Re: hurd does NOT need /hurd
On Sun, May 19, 2002 at 11:24:07PM -0700, Thomas Bushnell, BSG wrote:
> > They're referred to by the user, but they're not invoked by the user.
> In one sense, no program on Linux is invoked by the user--only the
> shell actually invokes the program, at the user's direction.
That's not a very helpful sense for this discussion.

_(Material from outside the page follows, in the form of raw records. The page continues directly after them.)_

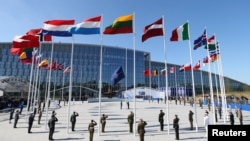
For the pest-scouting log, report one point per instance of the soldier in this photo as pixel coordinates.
(141, 129)
(131, 121)
(51, 125)
(16, 118)
(190, 117)
(31, 119)
(73, 120)
(161, 119)
(103, 121)
(91, 129)
(176, 126)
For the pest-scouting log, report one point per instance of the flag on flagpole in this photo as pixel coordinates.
(38, 32)
(197, 66)
(57, 27)
(152, 30)
(117, 76)
(202, 40)
(186, 67)
(67, 70)
(154, 73)
(172, 70)
(163, 72)
(180, 33)
(211, 45)
(146, 72)
(87, 27)
(121, 25)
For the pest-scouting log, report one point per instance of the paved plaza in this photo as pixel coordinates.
(116, 126)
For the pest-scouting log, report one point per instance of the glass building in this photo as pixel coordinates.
(86, 68)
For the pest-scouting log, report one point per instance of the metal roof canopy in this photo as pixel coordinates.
(13, 84)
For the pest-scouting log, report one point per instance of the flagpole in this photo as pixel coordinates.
(48, 95)
(166, 75)
(192, 72)
(134, 76)
(100, 79)
(70, 82)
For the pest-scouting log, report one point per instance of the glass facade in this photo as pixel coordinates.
(86, 68)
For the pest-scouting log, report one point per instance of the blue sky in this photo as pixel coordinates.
(227, 20)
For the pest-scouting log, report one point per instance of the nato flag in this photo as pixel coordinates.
(117, 76)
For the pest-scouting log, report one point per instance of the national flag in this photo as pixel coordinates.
(121, 25)
(67, 70)
(27, 53)
(43, 63)
(211, 45)
(205, 60)
(180, 33)
(202, 40)
(172, 70)
(146, 72)
(117, 76)
(152, 30)
(186, 67)
(197, 66)
(60, 66)
(25, 41)
(87, 27)
(57, 27)
(154, 73)
(163, 72)
(38, 32)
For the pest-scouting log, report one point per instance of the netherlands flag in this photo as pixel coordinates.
(58, 27)
(87, 27)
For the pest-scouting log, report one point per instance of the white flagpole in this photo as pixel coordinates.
(70, 82)
(48, 93)
(134, 77)
(100, 79)
(192, 72)
(166, 75)
(30, 84)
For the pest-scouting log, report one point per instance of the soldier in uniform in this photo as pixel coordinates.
(73, 120)
(31, 119)
(131, 121)
(103, 121)
(91, 129)
(141, 129)
(161, 119)
(51, 125)
(176, 126)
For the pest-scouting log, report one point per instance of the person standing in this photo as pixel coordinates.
(40, 112)
(141, 129)
(103, 121)
(51, 125)
(240, 116)
(161, 120)
(73, 120)
(16, 118)
(206, 123)
(231, 117)
(11, 114)
(131, 121)
(31, 119)
(176, 126)
(190, 117)
(91, 129)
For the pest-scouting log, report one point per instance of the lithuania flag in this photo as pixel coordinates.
(121, 25)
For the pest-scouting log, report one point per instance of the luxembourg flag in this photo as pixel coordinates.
(87, 27)
(57, 27)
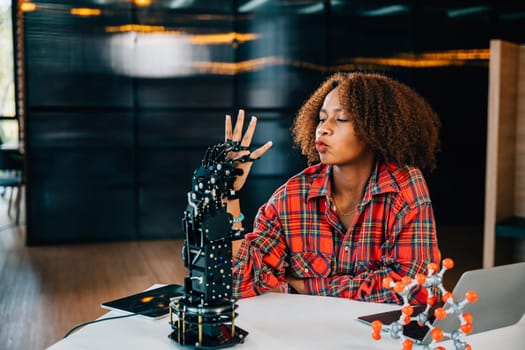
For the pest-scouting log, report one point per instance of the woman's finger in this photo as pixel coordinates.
(237, 132)
(248, 135)
(228, 128)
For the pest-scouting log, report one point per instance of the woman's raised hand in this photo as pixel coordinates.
(244, 141)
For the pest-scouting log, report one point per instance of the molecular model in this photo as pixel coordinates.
(430, 282)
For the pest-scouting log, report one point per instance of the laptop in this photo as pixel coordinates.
(500, 303)
(152, 303)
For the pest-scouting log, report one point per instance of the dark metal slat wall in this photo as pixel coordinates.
(121, 106)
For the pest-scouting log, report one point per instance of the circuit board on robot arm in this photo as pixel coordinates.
(205, 314)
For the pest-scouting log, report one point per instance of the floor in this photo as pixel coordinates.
(47, 290)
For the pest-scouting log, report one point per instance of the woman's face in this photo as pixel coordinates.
(336, 141)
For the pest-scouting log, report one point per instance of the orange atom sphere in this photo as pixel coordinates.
(448, 263)
(468, 317)
(399, 287)
(437, 334)
(408, 310)
(432, 266)
(447, 296)
(377, 325)
(440, 313)
(466, 328)
(471, 296)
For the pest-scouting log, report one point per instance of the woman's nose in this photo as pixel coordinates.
(324, 129)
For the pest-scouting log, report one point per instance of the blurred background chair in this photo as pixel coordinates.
(12, 180)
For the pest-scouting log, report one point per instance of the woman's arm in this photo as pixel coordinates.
(410, 247)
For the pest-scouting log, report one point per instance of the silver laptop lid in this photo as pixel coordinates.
(501, 298)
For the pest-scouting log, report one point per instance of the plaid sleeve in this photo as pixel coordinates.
(260, 263)
(409, 248)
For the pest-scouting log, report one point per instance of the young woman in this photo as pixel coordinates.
(361, 212)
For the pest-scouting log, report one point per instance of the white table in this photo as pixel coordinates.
(278, 321)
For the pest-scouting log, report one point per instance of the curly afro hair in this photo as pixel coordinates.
(391, 118)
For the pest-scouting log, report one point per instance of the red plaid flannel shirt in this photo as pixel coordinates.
(297, 232)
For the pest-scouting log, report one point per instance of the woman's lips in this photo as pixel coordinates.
(320, 146)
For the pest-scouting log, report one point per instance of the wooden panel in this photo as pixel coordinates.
(501, 140)
(519, 186)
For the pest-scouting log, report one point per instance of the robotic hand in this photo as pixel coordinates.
(206, 312)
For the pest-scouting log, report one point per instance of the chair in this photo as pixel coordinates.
(12, 177)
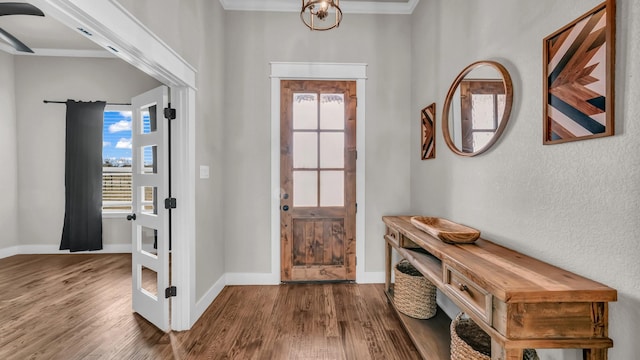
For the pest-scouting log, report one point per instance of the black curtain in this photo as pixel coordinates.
(83, 177)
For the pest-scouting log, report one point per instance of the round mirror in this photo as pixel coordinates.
(477, 108)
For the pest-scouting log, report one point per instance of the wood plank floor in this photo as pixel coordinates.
(79, 307)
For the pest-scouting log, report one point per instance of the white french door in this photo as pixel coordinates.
(150, 219)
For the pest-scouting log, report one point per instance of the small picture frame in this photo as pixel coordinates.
(428, 120)
(579, 64)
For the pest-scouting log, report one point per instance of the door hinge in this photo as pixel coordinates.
(170, 113)
(170, 203)
(170, 292)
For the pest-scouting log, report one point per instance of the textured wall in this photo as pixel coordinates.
(256, 39)
(574, 205)
(8, 154)
(40, 134)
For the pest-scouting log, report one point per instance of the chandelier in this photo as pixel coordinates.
(321, 14)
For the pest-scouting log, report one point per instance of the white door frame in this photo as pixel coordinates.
(113, 27)
(317, 71)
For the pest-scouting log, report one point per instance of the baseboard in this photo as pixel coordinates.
(371, 277)
(207, 299)
(54, 249)
(252, 279)
(10, 251)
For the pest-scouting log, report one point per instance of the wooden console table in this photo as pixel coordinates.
(519, 301)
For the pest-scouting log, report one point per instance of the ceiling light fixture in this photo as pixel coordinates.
(320, 14)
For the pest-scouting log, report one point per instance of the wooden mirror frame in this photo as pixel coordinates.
(508, 88)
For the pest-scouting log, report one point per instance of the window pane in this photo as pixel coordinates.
(116, 189)
(305, 111)
(305, 188)
(305, 150)
(332, 188)
(332, 150)
(483, 111)
(116, 161)
(116, 139)
(148, 241)
(149, 283)
(149, 155)
(149, 120)
(332, 111)
(148, 200)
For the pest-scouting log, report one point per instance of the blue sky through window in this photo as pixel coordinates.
(116, 139)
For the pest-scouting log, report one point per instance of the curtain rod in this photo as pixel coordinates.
(64, 102)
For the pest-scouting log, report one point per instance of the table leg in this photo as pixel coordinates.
(594, 354)
(387, 266)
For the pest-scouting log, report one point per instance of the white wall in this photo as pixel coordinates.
(195, 29)
(41, 135)
(574, 205)
(8, 155)
(253, 41)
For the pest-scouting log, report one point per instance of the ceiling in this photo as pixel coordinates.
(48, 37)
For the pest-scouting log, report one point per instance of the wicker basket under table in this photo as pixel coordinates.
(470, 342)
(413, 294)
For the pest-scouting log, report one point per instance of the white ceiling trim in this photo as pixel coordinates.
(58, 52)
(348, 7)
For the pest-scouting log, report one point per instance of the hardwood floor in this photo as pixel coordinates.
(79, 307)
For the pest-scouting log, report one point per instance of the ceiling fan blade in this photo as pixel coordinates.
(17, 44)
(19, 9)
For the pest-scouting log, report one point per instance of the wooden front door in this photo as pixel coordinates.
(317, 180)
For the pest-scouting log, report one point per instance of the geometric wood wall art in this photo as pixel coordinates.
(428, 116)
(579, 64)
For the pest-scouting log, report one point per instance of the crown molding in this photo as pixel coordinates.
(58, 52)
(348, 7)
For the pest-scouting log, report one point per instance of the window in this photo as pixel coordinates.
(116, 160)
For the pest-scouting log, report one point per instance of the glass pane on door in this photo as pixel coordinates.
(332, 111)
(332, 188)
(149, 282)
(305, 188)
(332, 150)
(305, 150)
(149, 120)
(305, 111)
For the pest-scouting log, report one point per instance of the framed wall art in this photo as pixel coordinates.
(579, 64)
(428, 120)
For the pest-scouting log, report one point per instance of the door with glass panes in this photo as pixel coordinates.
(150, 228)
(318, 180)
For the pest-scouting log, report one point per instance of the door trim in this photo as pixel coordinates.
(317, 71)
(112, 25)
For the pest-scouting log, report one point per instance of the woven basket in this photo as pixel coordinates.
(413, 294)
(470, 342)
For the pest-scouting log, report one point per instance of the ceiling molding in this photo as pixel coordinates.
(348, 7)
(58, 52)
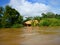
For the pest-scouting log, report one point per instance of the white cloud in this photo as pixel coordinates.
(29, 9)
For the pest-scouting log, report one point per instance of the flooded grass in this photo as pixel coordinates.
(30, 36)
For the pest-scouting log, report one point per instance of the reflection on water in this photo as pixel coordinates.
(30, 36)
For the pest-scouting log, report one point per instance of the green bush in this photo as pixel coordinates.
(17, 26)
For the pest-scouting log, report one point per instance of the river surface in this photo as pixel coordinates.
(30, 36)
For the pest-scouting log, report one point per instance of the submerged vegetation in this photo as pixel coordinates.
(11, 18)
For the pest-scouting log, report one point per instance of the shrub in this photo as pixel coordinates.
(17, 26)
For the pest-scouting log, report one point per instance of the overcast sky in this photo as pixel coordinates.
(33, 7)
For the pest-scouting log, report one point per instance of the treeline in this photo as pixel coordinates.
(47, 19)
(11, 18)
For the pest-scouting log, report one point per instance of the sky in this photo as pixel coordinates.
(33, 7)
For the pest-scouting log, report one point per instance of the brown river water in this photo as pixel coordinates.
(30, 36)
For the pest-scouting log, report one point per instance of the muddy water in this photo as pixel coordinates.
(30, 36)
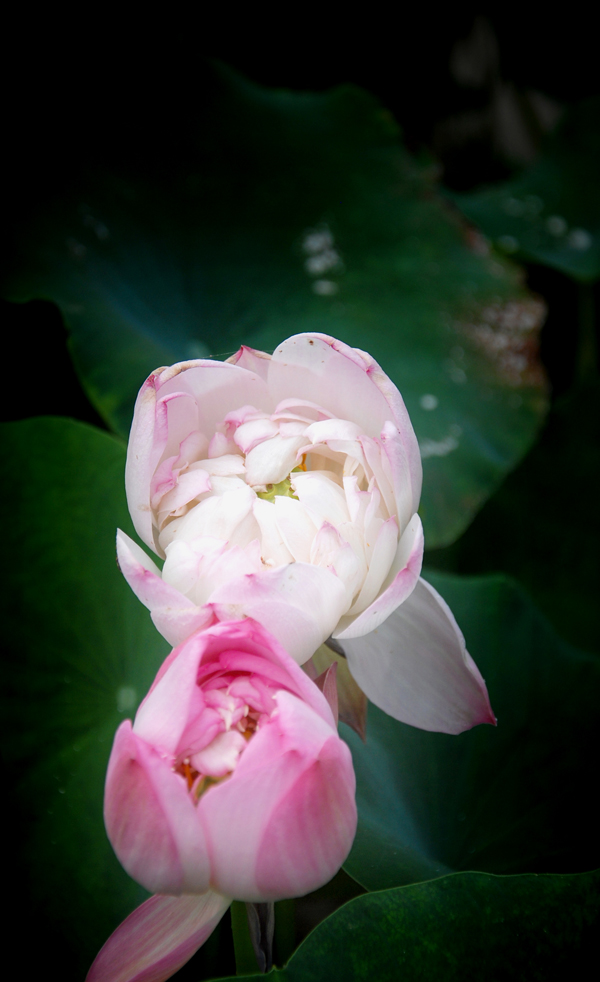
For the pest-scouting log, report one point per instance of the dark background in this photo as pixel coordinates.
(473, 89)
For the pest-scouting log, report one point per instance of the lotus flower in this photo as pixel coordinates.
(231, 783)
(286, 488)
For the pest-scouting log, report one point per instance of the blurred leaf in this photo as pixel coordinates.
(550, 213)
(517, 798)
(465, 927)
(279, 213)
(543, 524)
(81, 652)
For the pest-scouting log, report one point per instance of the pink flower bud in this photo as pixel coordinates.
(233, 778)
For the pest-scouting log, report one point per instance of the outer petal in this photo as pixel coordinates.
(416, 668)
(144, 450)
(299, 604)
(293, 795)
(347, 382)
(398, 585)
(206, 391)
(251, 358)
(151, 821)
(158, 938)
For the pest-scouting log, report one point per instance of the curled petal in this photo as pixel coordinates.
(175, 616)
(398, 585)
(158, 938)
(416, 668)
(144, 577)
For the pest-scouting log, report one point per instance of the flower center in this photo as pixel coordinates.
(283, 488)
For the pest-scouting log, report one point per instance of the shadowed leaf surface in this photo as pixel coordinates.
(467, 927)
(81, 652)
(275, 213)
(514, 798)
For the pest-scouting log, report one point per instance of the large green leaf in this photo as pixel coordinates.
(279, 213)
(80, 654)
(465, 927)
(551, 212)
(512, 799)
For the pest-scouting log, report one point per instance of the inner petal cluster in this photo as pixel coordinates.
(263, 491)
(228, 708)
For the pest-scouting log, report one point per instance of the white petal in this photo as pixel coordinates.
(296, 528)
(221, 756)
(273, 549)
(380, 562)
(416, 668)
(250, 434)
(271, 461)
(323, 499)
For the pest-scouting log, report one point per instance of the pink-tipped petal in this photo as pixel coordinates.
(293, 795)
(150, 819)
(357, 389)
(416, 668)
(299, 604)
(397, 587)
(252, 360)
(145, 579)
(158, 938)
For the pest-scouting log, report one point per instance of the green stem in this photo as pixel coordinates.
(245, 959)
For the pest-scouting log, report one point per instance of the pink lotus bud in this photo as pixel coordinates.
(261, 479)
(286, 489)
(233, 778)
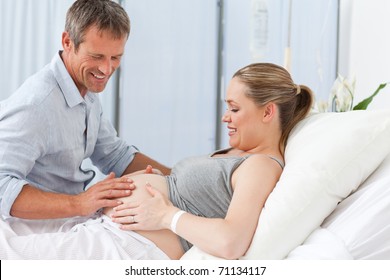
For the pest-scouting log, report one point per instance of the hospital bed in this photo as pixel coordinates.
(332, 200)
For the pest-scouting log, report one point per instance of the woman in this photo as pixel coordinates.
(222, 194)
(229, 186)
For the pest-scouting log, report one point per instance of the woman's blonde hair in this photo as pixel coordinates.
(267, 82)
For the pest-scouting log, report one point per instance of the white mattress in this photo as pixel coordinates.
(359, 228)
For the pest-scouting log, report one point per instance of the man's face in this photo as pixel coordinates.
(96, 59)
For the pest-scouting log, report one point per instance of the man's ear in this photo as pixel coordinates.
(269, 112)
(66, 41)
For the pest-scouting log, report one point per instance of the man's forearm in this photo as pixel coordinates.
(140, 162)
(33, 203)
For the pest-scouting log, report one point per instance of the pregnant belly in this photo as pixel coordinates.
(166, 240)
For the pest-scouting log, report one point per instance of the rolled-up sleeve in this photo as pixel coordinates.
(20, 145)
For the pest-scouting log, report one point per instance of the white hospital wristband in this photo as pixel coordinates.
(176, 218)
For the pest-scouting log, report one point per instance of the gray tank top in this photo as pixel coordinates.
(202, 185)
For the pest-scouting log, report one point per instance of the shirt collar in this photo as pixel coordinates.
(68, 87)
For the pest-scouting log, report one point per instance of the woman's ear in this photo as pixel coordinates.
(269, 111)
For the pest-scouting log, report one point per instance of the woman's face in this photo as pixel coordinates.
(243, 117)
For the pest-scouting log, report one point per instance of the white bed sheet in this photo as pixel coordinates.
(359, 228)
(92, 238)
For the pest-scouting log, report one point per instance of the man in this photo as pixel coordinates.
(54, 121)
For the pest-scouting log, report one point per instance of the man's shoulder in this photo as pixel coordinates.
(37, 88)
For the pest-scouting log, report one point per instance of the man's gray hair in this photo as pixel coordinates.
(106, 15)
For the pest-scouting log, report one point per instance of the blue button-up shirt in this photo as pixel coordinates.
(47, 130)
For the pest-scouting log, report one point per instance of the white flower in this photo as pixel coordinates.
(341, 95)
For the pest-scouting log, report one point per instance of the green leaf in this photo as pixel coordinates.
(364, 103)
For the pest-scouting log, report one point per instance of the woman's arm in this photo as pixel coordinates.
(229, 238)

If you want to indirectly invoke a command via the shell, you type:
$ /bin/sh -c 'ls'
If you want to invoke it directly, you type:
$ ls
Likewise for the Hurd servers:
$ settrans -a /mnt /hurd/msdos /dev/hda3
is an indirect invocation of /hurd/msdos (via settrans), and
$ /hurd/msdos
would be a direct invocation (although you'd probably need some arguments
or some environment setup in real life).
> But part of understanding and using the Hurd effectively is thinking
> of translators as being a new kind of "directly invoked" rather than
> merely referred to.
Sure. But this new kind of "direct" invocation is fundamentally
*in*direct: you don't run it yourself, you get settrans (or mount, or
whatever) to do it for you. While it's certainly more direct than having
the kernel do it, I don't think it counts as being direct enough to not
go in /usr/lib.
Cheers,
aj
--
Anthony Towns <aj@humbug.org.au> <http://azure.humbug.org.au/~aj/>
I don't speak for anyone save myself. GPG signed mail preferred.